La console des bidouilleurs

Non, pas de Street 2 sur PSP. Et pourtant... Merci l'émulation !

Non, pas de Street 2 sur PSP. Et pourtant… Merci l’émulation !

Mais la PSP n’est pas seulement une console portable, c’est un véritable outil multimédia. Et comme tout objet de la sorte, il est soumis au hack. Et si l’on part du principe que plus les fonctionnalités d’un produit multimédia sont poussées, plus la communauté de bidouilleurs est importante, la PSP est la Reine de la technologie de l’époque. La console propose un système d’exploitation très régulièrement mis à jour par Sony dans le but de proposer de nouvelles fonctionnalités « officielles ». Ce fut notamment le cas de l’ajout d’un navigateur web, et d’applications pour utiliser les accessoires vendus séparément.
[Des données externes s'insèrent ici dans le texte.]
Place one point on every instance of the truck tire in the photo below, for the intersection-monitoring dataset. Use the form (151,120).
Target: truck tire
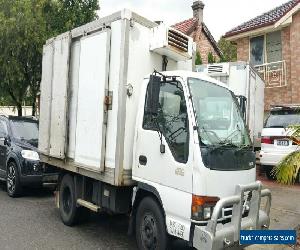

Sony fait bien les choses, mais les bidouilleurs veulent tripoter. De fait, un nombre incalculable de systèmes d’exploitation parallèles ont vu le jour. A côté de ces systèmes, un nombre encore plus impressionnant de « productions maisons » voient le jour. Ces Homebrew, caractéristique indéniable de la PSP, font de cette dernière un terrier à innovation. C’est comme cela que des GPS gratuits sont apparus sur la console ou que des programmes ont permis de lancer des jeux sans posséder son support physique, que ce soit sur PSP ou sur Playstation première du nom. Oui Playstation 1. Car les bidouilleurs que l’on aime tant ont aussi rendu disponible des émulateurs sur PSP. Grâce à elle, il est possible de jouer partout et tout le temps, dans le métro, en attendant son train ou dans son lit (pas aux chiottes, ce n’est pas déontologique ^^), à des jeux rétro : PS1, N64, SNES, systèmes d’arcades, et j’en passe… Même commodore… Mais aussi… Nintendo DS ! Oui messieurs dames, la concurrente ! Alors ne me demandez pas comment cela est possible, je ne le sais pas plus que vous, mais tout de même, c’est assez hallucinant.

 Les ratés du support UMD

L'UMD, ou la fausse bonne idée

L’UMD, ou la fausse bonne idée

Pas mal la PSP non ? Je suis en train de vous vendre du rêve non ? Jouer à la PS2 n’importe où c’est génial non ? Oui mais bon… Il y a tout de même quelque souci. Et même si je ne vais pas parler de la qualité graphique, qui sera toujours en deçà des jeux de sa grande sœur, il y a eu quelques ratés. Je préfère aborder cette question maintenant et l’évacuer, afin de revenir sur d’autres points positifs par la suite. Première erreur donc, mais qui ne pouvait pas, à mon avis, être décelée en amont : le choix du support UMD (Universal Media Disk). Support créé par Sony dont il est toujours le propriétaire, il a spécialement été spécialement créé en 2004 pour la PSP. Support qui peut être de double couche et accueillir 1,8 Go de données, l’UMD est petit, nomade, et protégé par une coque en plastique avec un espace libre dédié au laser de lecture. Outre les jeux, Sony voulait que l’UMD puisse être utilisé pour stocker des films ou des musiques, lisibles sur la PSP et surtout d’autres appareils. Mais c’est l’erreur fondamentale de Sony : à part la PSP, très peu d’autres appareils intègrent un lecteur UMD. Les quelques studios éditant des films stoppent petit à petit l’édition sur UMD, à cause des ventes très en deçà des promesses initiales. D’autant que le support coûte cher et est très fragile. Si l’on rajoute à cela l’impossibilité de connecter sa PSP à sa TV pour regarder les films sur grand écran et la lenteur des chargements sur certains jeux, l’UMD apparait véritablement comme la « mauvaise idée » de Sony pour la PSP. Alors que l’édition sur UMD est totalement stoppée, Sony tente de supprimer le lecteur physique UMD de sa PSP en sortant la PSP Go… Une des autres plus grosses erreurs des Nippons. Des erreurs qui ne seront pas commises avec la PSVita et son lecteur de carte comme support de jeux.